Semeru Masih Siaga, Masyarakat Diimbau Tak Beraktivitas di Radius 5 km dari Kawah

Semeru Masih Siaga, Masyarakat Diimbau Tak Beraktivitas di Radius 5 km dari Kawah

TerasJatim.com, Lumajang – Gunung Semeru masih ditetapkan pada level III atau SIAGA. Hal ini berdasarkan hasil evaluasi baik secara visual, instrumental, maupun potensi ancaman bahayanya.

Oleh karenanya, Pusat Vulkanologi dan Mitigasi Bencana Geologi (PVMBG) mengimbau masyarakat agar tidak beraktivitas dalam radius 5 km dari kawah atau puncak Gunung Semeru, karena rawan terhadap bahaya lontaran batu (pijar).

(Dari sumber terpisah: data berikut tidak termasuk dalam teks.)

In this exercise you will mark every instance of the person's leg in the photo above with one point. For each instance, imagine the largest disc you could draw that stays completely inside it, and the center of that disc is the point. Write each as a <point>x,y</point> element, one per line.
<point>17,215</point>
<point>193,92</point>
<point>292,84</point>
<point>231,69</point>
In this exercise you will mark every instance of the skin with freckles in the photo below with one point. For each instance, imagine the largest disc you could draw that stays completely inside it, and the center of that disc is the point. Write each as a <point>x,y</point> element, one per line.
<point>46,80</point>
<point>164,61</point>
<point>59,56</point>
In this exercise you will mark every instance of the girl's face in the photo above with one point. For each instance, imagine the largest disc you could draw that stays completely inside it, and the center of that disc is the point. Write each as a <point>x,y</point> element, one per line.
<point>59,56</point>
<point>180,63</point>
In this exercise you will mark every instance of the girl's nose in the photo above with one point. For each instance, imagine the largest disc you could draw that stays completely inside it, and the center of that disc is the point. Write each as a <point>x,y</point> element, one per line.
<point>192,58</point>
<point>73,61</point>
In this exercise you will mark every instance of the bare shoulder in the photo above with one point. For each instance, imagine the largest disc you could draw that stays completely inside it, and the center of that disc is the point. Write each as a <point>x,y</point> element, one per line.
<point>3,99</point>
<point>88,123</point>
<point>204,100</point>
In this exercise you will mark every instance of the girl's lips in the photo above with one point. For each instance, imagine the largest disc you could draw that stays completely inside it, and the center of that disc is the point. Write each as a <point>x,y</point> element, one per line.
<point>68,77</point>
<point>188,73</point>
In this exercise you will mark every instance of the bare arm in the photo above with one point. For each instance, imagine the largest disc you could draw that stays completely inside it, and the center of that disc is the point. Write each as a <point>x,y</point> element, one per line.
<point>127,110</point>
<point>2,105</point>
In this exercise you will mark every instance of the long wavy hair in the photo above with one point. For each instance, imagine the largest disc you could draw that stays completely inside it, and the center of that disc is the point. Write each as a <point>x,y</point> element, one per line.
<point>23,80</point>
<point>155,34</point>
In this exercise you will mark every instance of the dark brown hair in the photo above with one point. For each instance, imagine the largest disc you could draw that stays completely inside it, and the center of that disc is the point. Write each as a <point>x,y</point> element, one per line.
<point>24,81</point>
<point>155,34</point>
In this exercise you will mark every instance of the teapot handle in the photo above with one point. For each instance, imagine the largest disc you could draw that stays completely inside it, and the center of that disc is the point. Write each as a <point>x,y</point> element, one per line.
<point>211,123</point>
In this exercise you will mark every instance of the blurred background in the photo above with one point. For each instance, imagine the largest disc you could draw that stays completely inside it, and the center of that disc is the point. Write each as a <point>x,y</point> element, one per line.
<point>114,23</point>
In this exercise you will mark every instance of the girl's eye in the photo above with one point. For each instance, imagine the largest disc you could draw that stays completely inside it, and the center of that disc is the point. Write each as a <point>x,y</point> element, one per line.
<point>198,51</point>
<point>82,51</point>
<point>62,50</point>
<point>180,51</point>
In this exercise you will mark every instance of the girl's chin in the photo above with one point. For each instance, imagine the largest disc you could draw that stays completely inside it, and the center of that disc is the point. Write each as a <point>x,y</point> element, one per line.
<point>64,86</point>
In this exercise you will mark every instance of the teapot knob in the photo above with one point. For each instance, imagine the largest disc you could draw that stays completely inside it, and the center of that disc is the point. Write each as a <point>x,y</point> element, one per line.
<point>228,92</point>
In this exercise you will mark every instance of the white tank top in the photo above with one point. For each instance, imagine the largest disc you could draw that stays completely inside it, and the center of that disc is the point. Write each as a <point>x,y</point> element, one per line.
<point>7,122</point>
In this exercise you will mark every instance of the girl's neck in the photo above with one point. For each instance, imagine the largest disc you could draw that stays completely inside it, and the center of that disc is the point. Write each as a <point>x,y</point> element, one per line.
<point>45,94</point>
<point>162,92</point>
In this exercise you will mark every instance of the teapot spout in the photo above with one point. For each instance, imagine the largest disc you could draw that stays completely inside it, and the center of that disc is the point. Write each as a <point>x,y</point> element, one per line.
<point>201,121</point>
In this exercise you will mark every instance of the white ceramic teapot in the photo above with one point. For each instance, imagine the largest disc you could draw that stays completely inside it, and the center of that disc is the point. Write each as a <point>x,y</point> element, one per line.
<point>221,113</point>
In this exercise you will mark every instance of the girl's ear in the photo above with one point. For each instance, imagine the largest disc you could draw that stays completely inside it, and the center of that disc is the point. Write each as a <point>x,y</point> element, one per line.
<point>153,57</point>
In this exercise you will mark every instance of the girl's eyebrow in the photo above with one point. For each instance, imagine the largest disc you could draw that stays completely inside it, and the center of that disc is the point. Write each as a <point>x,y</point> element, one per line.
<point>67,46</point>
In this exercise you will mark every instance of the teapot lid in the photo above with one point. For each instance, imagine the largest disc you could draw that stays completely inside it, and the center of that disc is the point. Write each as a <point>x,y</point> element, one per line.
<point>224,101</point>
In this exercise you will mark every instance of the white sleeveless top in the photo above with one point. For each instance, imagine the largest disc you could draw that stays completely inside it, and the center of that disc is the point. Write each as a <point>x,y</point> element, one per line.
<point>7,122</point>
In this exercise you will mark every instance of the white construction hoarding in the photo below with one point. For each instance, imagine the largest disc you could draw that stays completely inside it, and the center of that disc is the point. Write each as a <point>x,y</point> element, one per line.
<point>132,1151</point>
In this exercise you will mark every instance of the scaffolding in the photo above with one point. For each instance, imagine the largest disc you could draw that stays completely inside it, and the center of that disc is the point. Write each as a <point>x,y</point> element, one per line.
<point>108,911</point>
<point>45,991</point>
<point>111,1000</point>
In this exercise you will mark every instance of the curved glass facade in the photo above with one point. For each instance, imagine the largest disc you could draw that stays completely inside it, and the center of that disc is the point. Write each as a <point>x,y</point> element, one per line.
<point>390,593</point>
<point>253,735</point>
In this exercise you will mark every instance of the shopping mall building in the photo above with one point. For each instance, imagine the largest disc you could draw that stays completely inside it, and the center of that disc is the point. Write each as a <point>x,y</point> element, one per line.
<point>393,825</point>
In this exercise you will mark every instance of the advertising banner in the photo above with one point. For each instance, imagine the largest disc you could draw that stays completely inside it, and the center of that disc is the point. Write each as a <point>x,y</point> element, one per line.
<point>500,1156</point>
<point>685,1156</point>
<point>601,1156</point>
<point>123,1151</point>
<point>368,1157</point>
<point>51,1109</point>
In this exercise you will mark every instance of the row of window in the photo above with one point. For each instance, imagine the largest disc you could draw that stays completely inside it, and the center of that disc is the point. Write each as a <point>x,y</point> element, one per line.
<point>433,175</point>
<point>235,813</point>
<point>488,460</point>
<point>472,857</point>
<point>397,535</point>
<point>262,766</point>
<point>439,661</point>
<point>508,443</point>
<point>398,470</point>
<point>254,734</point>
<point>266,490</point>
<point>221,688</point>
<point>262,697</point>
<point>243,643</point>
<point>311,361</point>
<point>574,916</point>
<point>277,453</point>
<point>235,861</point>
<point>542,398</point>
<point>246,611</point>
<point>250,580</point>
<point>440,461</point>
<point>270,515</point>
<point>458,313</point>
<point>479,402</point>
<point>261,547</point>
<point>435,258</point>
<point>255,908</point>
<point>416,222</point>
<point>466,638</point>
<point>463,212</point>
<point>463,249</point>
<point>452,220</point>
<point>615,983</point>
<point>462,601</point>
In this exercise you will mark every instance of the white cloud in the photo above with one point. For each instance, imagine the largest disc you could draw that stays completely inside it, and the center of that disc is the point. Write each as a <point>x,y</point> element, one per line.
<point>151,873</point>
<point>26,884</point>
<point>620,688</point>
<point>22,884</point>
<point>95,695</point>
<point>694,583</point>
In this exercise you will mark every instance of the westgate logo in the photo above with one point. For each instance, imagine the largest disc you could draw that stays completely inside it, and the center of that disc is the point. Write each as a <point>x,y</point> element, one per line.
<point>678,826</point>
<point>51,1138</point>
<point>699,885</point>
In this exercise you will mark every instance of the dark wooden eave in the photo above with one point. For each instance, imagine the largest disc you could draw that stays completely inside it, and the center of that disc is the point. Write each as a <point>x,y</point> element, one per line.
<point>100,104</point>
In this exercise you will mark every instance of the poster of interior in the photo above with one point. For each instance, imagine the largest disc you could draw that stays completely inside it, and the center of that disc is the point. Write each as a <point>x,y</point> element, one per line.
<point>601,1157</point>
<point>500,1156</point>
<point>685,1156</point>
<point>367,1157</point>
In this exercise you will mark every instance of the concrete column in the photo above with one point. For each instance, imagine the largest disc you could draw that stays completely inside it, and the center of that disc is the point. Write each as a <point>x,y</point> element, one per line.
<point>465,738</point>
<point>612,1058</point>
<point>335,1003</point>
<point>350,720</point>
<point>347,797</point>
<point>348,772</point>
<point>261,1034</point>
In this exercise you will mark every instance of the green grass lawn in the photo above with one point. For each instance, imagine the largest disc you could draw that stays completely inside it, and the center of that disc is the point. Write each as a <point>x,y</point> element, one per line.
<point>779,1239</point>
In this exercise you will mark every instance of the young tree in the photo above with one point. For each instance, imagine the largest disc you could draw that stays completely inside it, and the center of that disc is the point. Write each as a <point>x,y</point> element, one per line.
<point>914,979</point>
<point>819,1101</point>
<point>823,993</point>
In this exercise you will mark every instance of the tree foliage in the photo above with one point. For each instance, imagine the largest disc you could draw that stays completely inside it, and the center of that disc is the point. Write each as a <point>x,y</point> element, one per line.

Kepala PVMBG, Hendra Gunawan, melalui surat terkait evaluasi Gunungapi Semeru, pada Jumat (06/01/2023), menyampaikan, pada aktivitas level SIAGA, masyarakat, pengunjung atau wisatawan, diharapkan tidak melakukan aktivitas apapun di sektor Tenggara di sepanjang Besuk Kobokan, atau sejauh 13 km dari puncak atau pusat erupsi.

Sementara di luar jarak tersebut, masyarakat juga dilarang melakukan aktivitas pada jarak 500 meter dari tepi sungai (sempadan sungai) di sepanjang Besuk Kobokan karena berpotensi terlanda perluasan awan panas dan aliran lahar hingga jarak 17 km dari puncak.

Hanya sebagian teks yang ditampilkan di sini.